With his variety of clients as an industrial designer, he can work on anything — even designing his own office so it features roll-up doors for indoor/outdoor work environment and open spaces for employees to gather and talk.
Right now one of his projects is working on designing a better shuttle bus — they can’t all be sports cars.
“I am drawing cars for a sci-fi movie and that’s what I was doing in the sixth grade,” DiTullo said.
In order to do great design, he said he has to understand the needs of the user, the concerns of the industry and the influences of culture.
“I get inspiration from everywhere.

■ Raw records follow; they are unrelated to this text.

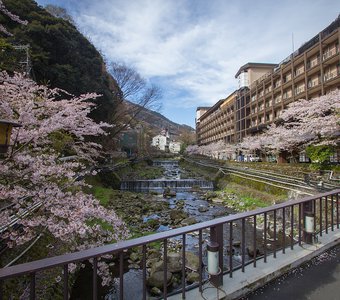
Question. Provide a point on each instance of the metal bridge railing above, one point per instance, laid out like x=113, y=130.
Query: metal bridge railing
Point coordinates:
x=268, y=230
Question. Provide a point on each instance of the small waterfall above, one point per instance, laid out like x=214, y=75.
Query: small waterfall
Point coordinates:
x=165, y=163
x=159, y=185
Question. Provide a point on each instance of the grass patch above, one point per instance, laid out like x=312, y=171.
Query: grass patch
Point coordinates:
x=244, y=198
x=104, y=225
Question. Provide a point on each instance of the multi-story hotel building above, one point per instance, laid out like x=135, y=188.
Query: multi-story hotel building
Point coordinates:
x=216, y=123
x=266, y=89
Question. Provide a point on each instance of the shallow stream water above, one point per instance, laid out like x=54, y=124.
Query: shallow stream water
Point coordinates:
x=192, y=204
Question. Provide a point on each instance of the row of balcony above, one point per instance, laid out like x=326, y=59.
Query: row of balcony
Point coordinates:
x=299, y=70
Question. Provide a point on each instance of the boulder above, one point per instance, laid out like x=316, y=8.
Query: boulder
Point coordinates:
x=156, y=279
x=192, y=261
x=193, y=277
x=174, y=262
x=203, y=208
x=155, y=291
x=188, y=221
x=178, y=215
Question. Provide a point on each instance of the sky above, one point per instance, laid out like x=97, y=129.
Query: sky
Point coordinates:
x=192, y=49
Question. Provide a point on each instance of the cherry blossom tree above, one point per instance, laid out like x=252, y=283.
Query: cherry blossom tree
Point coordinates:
x=43, y=189
x=303, y=123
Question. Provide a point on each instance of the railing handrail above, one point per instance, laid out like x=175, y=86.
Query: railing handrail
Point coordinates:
x=64, y=259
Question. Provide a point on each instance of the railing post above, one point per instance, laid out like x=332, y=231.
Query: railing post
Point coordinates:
x=216, y=236
x=308, y=222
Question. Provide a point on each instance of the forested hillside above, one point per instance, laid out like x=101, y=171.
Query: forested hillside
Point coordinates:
x=60, y=55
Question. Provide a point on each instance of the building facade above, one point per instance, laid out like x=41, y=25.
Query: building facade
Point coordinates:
x=217, y=123
x=266, y=89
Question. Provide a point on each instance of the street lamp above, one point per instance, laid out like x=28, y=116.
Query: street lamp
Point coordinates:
x=5, y=134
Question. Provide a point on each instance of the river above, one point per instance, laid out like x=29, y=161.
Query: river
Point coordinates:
x=185, y=194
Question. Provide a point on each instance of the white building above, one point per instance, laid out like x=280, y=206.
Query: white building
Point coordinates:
x=174, y=147
x=161, y=142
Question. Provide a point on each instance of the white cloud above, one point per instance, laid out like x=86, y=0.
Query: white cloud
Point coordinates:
x=193, y=48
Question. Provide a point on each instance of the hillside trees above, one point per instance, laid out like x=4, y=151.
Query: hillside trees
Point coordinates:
x=136, y=95
x=34, y=174
x=61, y=56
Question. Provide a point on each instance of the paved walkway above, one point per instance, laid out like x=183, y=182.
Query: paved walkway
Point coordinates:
x=243, y=283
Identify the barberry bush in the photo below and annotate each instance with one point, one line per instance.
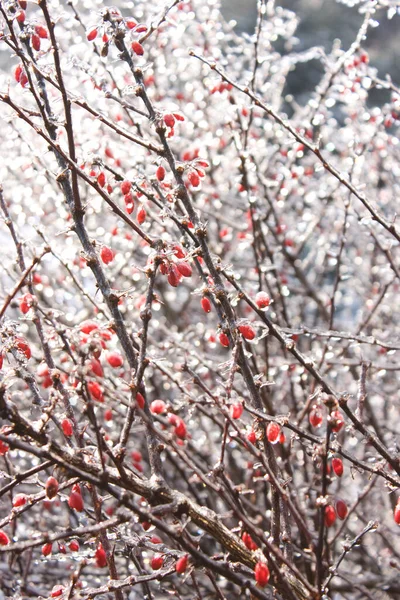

I like to talk to people, go to see concerts, art shows and museums. If I’m working on a car, I don’t look at cars, I look at other things,” DiTullo said.
A lot of what DiTullo talked about could be applied to the design challenges ongoing in Tanner’s class. In one Quest challenge, sixth graders have interviewed fifth grade students to design a chair for school that meets their specific needs. Post it notes and sketches lined the walls in the Quest classroom detailing the students’ chair innovations.
That day, DiTullo helped illustrate students’ ideas of a comfortable “retro future lounge chair” — the students were in awe by his quick-work drawings of their thoughts, projected onto the white screen.
“He inspired me so much,” gushed one student.
Since starting the Quest design thinking class, Tanner said she has been having fun watching the students work collaboratively to find solutions to challenges and to be so engaged.
“It’s phenomenal how excited they have been,” she said.